¿A qué ritmo se produce el cambio del cielo nocturno?
Si un día cualquiera nos fijamos en la hora exacta a la que vemos salir una estrella determinada por el horizonte, y volvemos a repetir la experiencia al día siguiente desde el mismo sitio y para la misma estrella, observaremos que su salida se adelanta unos cuatro minutos con respecto al día anterior.

Las estrellas adelantan cada día unos cuatro minutos su salida (Wikipedia)
¿Por qué ocurre esto?
Sabemos que la Tierra tarda unos 365 días y un cuarto en dar una vuelta alrededor del Sol. Si el Sol recorre los 360° de la bóveda celeste en ese tiempo, en un solo día se moverá 360/365’25 = 0’986° atrasando su posición en esa misma cifra con respecto a las estrellas fijas. Así pues, para que la observación de las estrellas ocurra al día siguiente a la misma hora (día solar medio), la Tierra debe realizar un pequeño giro adicional de 0’986° diarios, para lo que necesita 0’986 x 24 / 360 = 0’066 horas o, lo que es equivalente, 3 minutos y 56 segundos, lo que explica la diferencia de casi 4 minutos que habíamos observado experimentalmente. En esos cuatro minutos el Sol volverá a estar en la misma posición sobre el horizonte pero las estrellas se habrán adelantado 4 minutos. Dicho con otras palabras: la rotación de la Tierra con respecto a las estrellas fijas no dura 24 horas, sino solamente 23 horas, 56 minutos y 4 segundos (día sidéreo).
Por ello, si miramos todos los días a la misma hora al cielo nocturno, observaremos las constelaciones ligeramente más adelantadas en su movimiento aparente día tras día.
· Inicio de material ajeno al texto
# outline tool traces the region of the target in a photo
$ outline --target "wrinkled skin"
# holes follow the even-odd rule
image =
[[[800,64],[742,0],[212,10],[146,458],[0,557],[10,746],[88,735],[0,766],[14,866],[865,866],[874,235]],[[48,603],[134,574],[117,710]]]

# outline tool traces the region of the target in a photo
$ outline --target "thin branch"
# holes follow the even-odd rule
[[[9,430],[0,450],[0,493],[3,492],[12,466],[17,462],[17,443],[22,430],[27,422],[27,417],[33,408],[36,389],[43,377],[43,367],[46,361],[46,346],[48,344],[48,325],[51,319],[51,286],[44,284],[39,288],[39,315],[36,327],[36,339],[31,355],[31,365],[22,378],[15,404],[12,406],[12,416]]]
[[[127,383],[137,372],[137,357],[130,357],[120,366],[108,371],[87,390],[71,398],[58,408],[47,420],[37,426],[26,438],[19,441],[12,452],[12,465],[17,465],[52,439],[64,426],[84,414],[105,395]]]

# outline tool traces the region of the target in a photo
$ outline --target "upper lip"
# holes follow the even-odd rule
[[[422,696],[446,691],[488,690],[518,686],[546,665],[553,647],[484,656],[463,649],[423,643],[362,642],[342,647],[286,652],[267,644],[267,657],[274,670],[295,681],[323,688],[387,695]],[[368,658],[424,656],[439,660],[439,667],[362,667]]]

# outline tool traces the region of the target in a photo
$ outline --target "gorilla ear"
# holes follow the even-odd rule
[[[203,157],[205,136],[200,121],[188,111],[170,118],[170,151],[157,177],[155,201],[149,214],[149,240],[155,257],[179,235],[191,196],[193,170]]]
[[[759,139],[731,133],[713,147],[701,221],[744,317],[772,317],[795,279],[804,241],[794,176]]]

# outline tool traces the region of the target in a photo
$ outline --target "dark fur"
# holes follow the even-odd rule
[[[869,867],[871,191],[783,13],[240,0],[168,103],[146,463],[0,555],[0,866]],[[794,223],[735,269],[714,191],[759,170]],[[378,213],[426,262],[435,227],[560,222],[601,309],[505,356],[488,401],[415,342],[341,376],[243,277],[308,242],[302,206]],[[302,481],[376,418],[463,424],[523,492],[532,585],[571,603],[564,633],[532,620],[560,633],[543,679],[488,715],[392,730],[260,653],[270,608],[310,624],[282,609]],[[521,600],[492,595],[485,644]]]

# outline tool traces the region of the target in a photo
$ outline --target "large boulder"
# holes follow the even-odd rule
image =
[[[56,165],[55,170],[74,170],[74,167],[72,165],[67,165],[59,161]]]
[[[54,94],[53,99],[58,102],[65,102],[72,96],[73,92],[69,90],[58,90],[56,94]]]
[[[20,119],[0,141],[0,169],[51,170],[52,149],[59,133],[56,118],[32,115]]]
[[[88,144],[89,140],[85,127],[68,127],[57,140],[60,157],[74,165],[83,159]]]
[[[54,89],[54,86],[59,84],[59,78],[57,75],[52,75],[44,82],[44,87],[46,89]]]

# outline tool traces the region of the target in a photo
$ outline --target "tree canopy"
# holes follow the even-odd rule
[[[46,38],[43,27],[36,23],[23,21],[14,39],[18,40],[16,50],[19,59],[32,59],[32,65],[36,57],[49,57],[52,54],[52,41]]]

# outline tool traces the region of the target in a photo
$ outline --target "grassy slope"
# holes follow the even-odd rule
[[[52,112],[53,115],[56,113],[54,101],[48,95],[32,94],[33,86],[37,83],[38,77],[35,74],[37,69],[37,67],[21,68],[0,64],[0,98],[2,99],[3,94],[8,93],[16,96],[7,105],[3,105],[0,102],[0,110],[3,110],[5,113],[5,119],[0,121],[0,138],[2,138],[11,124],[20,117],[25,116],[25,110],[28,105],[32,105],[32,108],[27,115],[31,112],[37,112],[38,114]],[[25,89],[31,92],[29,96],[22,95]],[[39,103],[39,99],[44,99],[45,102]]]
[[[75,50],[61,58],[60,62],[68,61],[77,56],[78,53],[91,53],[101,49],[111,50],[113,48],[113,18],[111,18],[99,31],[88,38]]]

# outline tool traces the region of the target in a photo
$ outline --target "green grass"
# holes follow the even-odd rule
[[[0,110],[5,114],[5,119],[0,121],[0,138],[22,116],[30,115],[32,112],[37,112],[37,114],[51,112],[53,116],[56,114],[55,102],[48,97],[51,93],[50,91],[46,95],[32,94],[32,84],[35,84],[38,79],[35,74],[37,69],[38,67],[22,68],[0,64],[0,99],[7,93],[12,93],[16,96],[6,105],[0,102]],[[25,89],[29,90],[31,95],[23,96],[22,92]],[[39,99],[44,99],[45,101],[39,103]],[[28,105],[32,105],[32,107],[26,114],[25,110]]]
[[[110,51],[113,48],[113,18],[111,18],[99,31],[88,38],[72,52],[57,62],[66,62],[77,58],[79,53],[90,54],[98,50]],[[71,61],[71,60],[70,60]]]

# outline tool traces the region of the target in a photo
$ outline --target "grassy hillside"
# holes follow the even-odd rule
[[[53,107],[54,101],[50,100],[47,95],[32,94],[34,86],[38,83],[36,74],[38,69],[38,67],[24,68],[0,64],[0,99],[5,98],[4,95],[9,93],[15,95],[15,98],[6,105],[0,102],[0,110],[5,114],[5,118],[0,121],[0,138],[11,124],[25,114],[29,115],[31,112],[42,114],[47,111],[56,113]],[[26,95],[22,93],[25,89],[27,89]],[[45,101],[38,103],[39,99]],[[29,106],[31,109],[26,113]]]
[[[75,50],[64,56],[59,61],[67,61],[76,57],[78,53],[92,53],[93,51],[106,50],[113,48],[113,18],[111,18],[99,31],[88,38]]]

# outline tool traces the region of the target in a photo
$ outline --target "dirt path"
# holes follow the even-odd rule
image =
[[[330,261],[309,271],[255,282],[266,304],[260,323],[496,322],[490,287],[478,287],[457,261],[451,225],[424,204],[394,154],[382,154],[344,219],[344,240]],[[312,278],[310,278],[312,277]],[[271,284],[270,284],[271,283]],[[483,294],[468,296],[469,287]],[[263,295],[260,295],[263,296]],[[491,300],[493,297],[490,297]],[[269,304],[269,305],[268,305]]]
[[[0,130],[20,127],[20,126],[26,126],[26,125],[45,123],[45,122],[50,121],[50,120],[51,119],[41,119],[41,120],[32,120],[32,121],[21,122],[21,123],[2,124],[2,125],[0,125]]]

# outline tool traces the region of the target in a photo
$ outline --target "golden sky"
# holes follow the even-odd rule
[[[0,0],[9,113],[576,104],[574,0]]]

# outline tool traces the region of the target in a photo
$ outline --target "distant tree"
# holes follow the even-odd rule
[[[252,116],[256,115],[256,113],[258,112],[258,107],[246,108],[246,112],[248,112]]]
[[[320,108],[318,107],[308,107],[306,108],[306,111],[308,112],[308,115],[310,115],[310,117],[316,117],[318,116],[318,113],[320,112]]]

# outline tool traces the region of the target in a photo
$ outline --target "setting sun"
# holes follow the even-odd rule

Ese adelanto de casi 4 minutos diarios es acumulativo, de forma que en medio mes las constelaciones se habrán adelantado ya una hora, y cada mes se adelantan dos horas. Por lo tanto, a final de mes algunas constelaciones que veíamos en el cielo a principio de mes, ya no las veremos porque se habrán puesto hacia el Oeste. Y por el contrario, hacia el Este podremos observar nuevas estrellas que no estaban aún en el cielo un mes antes. Esta es la causa de que cada mes (en realidad cada día) hablemos de un cielo diferente.